Concernant la loi relative à la succession, le ministre de la Communication et des médias a rappelé que la première loi a été prise en 1964 et n’aurait connu véritablement aucune modification, alors que la société a évolué. A l’en croire, dans la loi de 1964, les droits successoraux du conjoint survivant étaient des droits quasi-théoriques. Il a regretté que le conjoint survivant ne pouvait venir à la succession qu’à défaut de l’existence d’un de ses enfants. Ce qui pour lui était réellement pénalisant pour les conjoints survivants. « La nouvelle loi vient corriger ces éléments en inscrivant des innovations majeures qui portent sur l’amélioration du rang successoral du conjoint survivant, la précision de la situation des comourants, la précision du délai pour accepter ou répudier une succession, l’administration de la succession (comment la succession est organisée et la détermination de la qualité d’héritier) », a-t-il rassuré. Poursuivant, il a souligné que s’agissant du conjoint survivant, son rang successoral est amélioré, et il possède désormais une part non-négligeable de l’héritage de son conjoint décédé. « Ceci est légitime, car tant la femme que l’homme est partie prenante dans l’acquisition des biens du foyer. Il est de bon droit de lui faire ce retour », a-t-il souhaité. Il n’a pas manqué de souligner que le délai pour accepter ou répudier une succession est réduit à 12 mois contre 30 mois précédemment. Dorénavant, avance-t-il l’administration de la succession n’est plus exclusivement réservée à l’héritier bénéficiaire, mais à un administrateur qui soit un héritier (en cas d’accord entre les héritiers) et au président du Tribunal (en cas de désaccord). « La femme, après avoir bâti tout un foyer avec son homme qui décédé, se trouve expulsée de sa maison. Ces actes du point de vue traditionnel ne seront plus tolérés, mais réglementés par la loi. C’est une forte avancée dans notre écosystème de la régulation de la famille », a-t-il réjoui.

La minorité

Selon le ministre, Sidi Touré, le troisième projet de loi porte sur la minorité. Il serait une évolution de la loi prise en 1970. Selon lui, cette loi n’avait pas connu de modification par rapport au vécu quotidien. « Il est bien acquis que les droits des enfants doivent être préservés.

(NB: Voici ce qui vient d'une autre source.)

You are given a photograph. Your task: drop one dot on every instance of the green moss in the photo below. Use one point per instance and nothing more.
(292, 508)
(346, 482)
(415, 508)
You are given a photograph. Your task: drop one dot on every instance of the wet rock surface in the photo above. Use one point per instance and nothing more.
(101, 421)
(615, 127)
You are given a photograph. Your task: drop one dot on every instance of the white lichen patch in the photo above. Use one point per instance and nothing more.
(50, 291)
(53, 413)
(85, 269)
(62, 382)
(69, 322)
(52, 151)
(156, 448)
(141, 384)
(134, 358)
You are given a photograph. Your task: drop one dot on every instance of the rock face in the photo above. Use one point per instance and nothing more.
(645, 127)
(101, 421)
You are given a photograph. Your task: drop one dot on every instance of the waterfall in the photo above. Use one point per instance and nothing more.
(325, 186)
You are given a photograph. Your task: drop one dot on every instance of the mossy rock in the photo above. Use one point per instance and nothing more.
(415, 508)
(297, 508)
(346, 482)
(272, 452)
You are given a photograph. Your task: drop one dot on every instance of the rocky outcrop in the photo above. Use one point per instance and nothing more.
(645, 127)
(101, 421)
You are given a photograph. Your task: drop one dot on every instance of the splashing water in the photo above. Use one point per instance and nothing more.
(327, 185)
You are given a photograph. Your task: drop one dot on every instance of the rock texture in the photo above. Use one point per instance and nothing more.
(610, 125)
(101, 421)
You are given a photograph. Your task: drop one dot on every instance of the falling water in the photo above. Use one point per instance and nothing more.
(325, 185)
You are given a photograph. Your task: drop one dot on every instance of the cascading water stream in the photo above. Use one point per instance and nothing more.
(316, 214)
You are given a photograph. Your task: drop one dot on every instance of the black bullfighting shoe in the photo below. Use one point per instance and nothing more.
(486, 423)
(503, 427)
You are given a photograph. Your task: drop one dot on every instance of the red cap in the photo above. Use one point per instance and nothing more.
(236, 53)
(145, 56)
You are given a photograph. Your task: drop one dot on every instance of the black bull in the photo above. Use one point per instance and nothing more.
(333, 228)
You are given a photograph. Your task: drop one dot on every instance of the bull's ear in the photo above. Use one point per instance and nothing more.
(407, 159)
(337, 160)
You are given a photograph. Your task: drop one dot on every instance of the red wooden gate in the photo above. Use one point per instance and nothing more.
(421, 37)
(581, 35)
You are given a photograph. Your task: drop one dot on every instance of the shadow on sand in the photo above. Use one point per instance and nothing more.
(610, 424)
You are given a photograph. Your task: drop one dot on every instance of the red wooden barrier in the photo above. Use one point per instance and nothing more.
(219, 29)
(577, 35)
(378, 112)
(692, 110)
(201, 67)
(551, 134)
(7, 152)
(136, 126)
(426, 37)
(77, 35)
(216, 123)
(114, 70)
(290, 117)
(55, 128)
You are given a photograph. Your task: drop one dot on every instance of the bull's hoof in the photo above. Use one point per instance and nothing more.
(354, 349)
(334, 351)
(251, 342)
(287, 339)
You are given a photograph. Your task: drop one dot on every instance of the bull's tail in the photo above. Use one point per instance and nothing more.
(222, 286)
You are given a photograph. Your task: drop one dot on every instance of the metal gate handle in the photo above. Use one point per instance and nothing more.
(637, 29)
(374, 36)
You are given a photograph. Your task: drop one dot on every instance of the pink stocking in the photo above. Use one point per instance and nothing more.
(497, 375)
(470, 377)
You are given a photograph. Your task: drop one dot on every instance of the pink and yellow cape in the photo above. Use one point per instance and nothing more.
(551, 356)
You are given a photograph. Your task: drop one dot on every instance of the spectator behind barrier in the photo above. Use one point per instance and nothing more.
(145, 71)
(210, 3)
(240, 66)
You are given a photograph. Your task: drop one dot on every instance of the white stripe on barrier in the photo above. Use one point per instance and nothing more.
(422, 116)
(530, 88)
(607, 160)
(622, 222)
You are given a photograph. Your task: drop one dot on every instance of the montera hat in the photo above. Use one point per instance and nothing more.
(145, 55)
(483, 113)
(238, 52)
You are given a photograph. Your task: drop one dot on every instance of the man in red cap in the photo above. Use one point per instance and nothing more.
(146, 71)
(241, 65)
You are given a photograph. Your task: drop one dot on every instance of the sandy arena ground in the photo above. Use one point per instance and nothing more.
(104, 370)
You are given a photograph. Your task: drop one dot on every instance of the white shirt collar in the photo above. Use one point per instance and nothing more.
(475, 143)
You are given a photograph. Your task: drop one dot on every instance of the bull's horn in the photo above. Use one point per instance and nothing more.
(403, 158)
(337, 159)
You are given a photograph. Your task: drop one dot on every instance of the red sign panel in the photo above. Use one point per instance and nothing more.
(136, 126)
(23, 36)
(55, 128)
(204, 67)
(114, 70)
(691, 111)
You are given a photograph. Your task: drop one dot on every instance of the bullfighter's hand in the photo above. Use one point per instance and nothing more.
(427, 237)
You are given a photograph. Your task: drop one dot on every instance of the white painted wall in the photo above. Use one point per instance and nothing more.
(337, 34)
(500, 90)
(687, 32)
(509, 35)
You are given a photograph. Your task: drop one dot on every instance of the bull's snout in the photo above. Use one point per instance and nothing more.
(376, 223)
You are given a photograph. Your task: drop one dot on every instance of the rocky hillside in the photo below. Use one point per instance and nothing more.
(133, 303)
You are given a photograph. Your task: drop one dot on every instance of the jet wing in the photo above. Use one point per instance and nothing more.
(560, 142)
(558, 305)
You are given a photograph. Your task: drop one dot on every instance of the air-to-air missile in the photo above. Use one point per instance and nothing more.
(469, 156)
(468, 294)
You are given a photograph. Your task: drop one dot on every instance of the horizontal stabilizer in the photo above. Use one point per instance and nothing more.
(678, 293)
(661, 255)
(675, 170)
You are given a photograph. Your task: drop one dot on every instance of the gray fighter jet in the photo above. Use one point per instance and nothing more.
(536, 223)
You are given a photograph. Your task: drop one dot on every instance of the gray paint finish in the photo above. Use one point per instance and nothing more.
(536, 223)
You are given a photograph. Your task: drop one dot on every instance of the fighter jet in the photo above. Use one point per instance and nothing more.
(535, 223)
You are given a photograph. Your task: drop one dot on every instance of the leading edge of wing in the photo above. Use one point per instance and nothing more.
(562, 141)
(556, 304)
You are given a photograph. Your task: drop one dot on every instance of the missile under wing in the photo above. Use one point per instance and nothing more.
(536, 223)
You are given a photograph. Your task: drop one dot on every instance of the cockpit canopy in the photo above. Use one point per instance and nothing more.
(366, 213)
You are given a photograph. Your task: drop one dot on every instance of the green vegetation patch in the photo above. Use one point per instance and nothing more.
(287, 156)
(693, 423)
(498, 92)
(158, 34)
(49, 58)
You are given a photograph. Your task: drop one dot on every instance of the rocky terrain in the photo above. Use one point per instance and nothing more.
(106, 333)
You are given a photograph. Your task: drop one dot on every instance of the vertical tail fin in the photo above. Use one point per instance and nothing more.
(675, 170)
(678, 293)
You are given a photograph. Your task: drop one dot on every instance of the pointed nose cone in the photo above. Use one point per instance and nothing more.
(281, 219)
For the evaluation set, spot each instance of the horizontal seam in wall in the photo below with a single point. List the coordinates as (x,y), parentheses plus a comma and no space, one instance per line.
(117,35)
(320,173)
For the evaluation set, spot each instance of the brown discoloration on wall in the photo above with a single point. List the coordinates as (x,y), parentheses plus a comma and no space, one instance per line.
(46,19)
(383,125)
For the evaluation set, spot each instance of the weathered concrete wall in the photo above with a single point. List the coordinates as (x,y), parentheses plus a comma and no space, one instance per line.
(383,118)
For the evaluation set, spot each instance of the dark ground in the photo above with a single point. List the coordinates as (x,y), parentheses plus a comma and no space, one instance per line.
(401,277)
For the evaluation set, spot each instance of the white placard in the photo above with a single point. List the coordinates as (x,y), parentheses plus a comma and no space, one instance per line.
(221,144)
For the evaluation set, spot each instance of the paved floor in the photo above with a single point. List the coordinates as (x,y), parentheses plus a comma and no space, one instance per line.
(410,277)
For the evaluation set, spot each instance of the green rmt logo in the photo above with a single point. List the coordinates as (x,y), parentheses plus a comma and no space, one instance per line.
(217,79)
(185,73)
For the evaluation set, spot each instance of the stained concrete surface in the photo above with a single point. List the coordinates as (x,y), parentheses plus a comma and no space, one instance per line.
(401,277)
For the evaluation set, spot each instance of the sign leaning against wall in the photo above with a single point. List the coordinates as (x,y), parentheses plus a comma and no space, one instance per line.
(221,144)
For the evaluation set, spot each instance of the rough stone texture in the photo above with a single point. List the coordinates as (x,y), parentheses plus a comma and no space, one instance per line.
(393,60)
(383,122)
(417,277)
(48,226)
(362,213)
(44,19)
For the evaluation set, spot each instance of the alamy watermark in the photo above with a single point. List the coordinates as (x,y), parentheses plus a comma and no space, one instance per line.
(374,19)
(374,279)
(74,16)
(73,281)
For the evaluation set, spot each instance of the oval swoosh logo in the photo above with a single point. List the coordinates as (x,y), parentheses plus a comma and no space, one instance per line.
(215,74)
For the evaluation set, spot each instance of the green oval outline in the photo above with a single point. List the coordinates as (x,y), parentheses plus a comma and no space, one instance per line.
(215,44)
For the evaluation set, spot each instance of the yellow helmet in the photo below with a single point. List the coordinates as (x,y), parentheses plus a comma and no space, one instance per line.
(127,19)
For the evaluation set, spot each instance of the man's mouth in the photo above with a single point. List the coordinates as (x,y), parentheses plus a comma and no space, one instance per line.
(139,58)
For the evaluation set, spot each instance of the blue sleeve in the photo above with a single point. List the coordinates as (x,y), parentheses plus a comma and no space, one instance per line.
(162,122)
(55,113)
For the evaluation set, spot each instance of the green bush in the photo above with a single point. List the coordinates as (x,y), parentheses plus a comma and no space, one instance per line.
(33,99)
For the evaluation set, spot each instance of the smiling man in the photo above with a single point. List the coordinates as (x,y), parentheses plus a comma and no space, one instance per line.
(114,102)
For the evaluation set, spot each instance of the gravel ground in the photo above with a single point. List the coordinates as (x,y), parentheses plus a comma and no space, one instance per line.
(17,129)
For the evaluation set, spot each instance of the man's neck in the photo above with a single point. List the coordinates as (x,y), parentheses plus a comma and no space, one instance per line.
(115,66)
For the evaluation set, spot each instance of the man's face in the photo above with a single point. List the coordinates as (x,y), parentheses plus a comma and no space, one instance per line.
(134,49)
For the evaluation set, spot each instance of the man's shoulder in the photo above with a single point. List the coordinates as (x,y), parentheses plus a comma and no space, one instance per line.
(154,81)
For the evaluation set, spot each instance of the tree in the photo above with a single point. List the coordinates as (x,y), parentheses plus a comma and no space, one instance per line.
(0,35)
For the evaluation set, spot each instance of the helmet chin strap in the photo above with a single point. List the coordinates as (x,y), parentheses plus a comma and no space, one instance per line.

Tous les instruments nationaux comme internationaux auxquels la Côte d’Ivoire a souscrit relèvent de cela », a-t-il indiqué. Le porte-parole du gouvernement a expliqué que dans le cadre de cette nouvelle loi, il est distingué les cas dans lesquels une mesure de protection peut être suscitée ou prise dans le cas de la rééducation des différents enfants. Il a aussi souligné l’obligation de subvenir à l’entretien et à l’éducation des enfants qui restent à la charge d’un parent déchu des obligations de père. ..

La filiation

Concernant ce dernier projet de loi, le porte-parole du gouvernement a déclaré qu’il a fait l’objet de beaucoup de discussions en conseil des ministres. Il viendrait mettre à jour une loi qui date de 1964 et qui aurait été modifié en 1983. « Ce projet de loi inaugure de nombreuses innovations telle que l’égalité de droit  des enfants en matière d’établissement de la filiation parent paternel, l’admission d’un nouveau cadre d’ouverture des actions en désaveux de maternité, la simplification et clarification de la procédure de reconnaissance de l’enfant né hors mariage, la suppression du délai d’exercice de l’action en recherche de paternité », a-t-il indiqué. Selon lui, ce sont autant d’éléments qui permettent de pouvoir traiter définitivement des sujets en lien avec notre actualité sociale. 

L.F.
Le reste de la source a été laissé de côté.